On peut être milliardaire et discret. Diriger un empire en jouant de participations judicieusement choisies et habiter Loverval. Etre un homme de pouvoir connu du Tout-Paris tout en fuyant les médias. Tel était Albert Frère, ce fils de bourgeois marchands de clous devenu l’un des Belges les plus riches. Le décès de ce Carolo, intervenu le 3 décembre à 92 ans, aura laissé le monde politique de marbre.

Ses qualités méritent pourtant d’être soulignées, même si, cent fois, elles ont été dites. S’il n’a jamais apprécié les bancs d’école, l’homme avait un incontestable flair. Son début de fortune a le goût du fer et l’odeur des hauts-fourneaux. A 28 ans, il rachète les laminoirs du Ruau, puis Hainaut-Sambre. C’est bien dans la sidérurgie carolo qu’il fera d’abord fructifier son sens des affaires. Il est alors, déjà, davantage financier finaud qu’industriel stratège. Un peu moins de trente ans plus tard, il négociera d’ailleurs sa sortie du secteur sidérurgique contre un chèque de 1,125 milliard de francs (quelque 28 millions d’euros) que l’Etat belge signera sans rechigner.

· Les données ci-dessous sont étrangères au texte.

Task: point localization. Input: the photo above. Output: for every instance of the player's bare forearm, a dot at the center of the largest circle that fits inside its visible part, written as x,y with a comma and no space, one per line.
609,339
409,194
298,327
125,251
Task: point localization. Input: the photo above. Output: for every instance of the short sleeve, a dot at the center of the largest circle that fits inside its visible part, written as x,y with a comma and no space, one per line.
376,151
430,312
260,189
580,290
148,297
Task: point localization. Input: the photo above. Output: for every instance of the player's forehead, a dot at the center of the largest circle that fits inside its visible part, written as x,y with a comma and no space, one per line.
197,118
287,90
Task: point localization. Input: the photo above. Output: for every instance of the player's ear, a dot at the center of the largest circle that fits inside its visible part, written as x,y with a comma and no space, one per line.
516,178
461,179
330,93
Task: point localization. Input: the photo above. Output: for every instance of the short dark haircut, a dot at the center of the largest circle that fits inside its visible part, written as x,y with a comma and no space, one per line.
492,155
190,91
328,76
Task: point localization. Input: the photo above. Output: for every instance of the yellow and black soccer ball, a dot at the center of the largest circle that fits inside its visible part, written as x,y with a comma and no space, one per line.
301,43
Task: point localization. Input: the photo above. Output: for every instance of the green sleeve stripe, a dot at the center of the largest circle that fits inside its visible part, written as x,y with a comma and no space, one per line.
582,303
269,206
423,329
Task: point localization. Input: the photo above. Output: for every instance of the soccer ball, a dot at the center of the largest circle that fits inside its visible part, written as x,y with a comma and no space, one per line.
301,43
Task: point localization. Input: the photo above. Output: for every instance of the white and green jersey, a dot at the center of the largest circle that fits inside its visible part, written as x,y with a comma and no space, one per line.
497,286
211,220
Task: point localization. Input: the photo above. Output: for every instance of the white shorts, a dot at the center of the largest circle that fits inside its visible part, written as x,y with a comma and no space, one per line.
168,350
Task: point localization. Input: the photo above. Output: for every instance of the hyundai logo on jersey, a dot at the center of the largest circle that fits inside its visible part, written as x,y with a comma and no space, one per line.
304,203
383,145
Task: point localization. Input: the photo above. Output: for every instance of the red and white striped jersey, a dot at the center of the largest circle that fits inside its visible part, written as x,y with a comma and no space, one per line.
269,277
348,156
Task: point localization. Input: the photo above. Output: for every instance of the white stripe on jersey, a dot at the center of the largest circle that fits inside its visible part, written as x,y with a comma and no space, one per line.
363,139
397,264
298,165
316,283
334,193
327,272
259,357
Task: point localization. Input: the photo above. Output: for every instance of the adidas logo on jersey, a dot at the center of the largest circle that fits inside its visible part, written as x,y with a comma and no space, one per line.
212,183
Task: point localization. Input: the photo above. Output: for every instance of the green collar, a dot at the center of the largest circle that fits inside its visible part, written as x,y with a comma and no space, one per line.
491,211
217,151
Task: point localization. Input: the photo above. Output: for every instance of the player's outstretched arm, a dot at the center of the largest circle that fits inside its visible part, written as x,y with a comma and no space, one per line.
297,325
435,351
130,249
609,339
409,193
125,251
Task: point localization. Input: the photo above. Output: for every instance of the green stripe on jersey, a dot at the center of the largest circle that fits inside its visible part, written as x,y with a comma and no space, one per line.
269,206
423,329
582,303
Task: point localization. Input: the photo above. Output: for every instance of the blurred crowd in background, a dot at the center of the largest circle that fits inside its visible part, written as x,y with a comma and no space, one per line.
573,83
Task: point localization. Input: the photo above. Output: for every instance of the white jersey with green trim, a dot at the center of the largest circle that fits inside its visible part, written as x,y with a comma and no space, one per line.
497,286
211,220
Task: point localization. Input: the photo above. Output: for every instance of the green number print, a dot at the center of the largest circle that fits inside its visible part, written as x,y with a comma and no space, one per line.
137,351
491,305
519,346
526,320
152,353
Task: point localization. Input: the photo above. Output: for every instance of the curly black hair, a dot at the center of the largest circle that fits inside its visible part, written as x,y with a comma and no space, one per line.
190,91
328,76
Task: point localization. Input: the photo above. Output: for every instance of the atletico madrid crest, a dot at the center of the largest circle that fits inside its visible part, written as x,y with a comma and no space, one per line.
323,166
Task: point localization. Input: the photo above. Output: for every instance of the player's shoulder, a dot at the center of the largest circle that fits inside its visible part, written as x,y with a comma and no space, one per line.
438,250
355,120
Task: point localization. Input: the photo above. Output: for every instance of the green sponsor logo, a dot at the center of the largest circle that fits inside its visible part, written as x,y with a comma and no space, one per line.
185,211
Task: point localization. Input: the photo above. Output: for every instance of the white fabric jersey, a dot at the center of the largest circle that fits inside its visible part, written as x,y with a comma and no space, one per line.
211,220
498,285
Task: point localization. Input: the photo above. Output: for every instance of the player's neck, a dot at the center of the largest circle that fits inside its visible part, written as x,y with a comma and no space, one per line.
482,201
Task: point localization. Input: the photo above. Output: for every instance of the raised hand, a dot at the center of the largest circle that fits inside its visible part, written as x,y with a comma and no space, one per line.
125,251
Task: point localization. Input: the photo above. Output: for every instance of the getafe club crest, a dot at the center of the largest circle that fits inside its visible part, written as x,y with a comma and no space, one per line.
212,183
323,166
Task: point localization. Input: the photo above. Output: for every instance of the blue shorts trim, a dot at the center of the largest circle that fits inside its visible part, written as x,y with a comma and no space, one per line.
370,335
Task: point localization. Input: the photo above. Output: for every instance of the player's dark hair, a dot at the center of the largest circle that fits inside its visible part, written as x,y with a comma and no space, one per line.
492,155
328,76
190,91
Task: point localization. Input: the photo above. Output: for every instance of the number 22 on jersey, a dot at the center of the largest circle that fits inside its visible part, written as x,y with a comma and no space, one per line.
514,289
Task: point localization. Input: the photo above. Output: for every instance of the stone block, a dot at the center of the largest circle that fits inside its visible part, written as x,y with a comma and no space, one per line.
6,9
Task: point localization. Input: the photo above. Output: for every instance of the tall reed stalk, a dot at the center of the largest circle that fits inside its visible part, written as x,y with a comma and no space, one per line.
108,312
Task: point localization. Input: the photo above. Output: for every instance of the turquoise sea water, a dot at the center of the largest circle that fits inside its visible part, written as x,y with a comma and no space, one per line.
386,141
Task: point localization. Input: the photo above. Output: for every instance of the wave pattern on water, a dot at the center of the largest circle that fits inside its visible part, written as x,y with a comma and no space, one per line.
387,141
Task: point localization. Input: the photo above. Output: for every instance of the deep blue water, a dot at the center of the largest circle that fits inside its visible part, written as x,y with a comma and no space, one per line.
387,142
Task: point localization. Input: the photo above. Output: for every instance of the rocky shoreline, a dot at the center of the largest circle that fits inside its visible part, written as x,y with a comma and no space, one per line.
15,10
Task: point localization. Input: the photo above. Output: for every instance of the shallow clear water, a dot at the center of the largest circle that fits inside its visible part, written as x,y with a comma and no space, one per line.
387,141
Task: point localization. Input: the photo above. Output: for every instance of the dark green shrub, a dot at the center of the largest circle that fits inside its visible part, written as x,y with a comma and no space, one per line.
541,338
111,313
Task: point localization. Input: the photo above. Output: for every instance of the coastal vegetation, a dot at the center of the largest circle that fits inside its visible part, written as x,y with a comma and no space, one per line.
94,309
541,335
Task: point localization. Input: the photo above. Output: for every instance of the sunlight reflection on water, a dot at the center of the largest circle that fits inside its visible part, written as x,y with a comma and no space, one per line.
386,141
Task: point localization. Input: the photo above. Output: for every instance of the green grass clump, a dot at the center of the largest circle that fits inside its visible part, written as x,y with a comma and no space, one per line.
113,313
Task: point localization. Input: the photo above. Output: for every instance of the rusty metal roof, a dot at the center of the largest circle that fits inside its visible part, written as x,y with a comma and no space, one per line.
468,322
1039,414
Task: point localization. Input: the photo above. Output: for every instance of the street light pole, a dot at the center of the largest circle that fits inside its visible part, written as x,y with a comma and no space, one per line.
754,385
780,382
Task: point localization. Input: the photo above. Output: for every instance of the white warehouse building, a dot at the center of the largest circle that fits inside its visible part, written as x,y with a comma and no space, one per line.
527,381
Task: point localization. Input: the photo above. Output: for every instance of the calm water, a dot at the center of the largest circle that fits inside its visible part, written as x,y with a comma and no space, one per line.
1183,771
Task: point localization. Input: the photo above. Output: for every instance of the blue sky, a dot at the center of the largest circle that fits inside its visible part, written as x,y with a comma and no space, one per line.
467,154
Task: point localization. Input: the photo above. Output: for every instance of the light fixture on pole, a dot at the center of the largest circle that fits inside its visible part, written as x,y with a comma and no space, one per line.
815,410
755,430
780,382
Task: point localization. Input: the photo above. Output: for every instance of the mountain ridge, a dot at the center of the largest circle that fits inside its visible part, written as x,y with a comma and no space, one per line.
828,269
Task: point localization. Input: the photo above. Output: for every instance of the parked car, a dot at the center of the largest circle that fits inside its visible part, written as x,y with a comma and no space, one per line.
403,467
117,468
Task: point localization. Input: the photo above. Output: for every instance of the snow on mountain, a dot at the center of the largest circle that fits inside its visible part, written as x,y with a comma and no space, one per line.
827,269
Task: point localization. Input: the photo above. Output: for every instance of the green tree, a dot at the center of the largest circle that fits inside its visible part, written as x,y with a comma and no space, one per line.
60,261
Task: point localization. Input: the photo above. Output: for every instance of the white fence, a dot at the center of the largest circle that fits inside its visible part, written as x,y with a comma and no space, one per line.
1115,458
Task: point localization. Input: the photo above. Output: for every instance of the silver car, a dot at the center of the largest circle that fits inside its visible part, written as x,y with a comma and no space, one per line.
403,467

A 57 ans, le voilà désormais lancé dans une carrière purement financière, faite de jolis coups, donc, presque forcément, de trahisons. Dès les années 1980, Albert Frère a compris, avant bien d’autres, que les économies nationales ne signifiaient plus rien et qu’il fallait, pour exister, se placer sur la carte internationale. Ce qu’il fit avec talent. En revendant ses participations dans des fleurons belges comme PetroFina, BBL, Tractebel et autre Royale Belge à de puissants groupes étrangers dans lesquels il prenait pied. Les opérations étaient à la fois judicieuses et juteuses pour lui et pour son holding, le Groupe Bruxelles Lambert. Pour le pays, en revanche, elles se sont soldées par la perte des centres de décision, donc du pouvoir. Dès lors, la Belgique n’a plus guère pesé et a parfois payé cher le prix de choix posés au-delà des frontières, sans état d’âme. Nombreux sont ceux qui n’auront jamais pardonné à Albert Frère de ne pas s’être montré chauvin. L’eût-il été, rien ne dit que l’histoire se serait finalement écrite autrement. A la tête de GBL jusqu’à ses 89 ans, l’homme a méticuleusement organisé sa succession en misant notamment sur son fils Gérald et son petit-fils Cédric. Si Albert s’est éclipsé, les Frère sont bel et bien dans la place.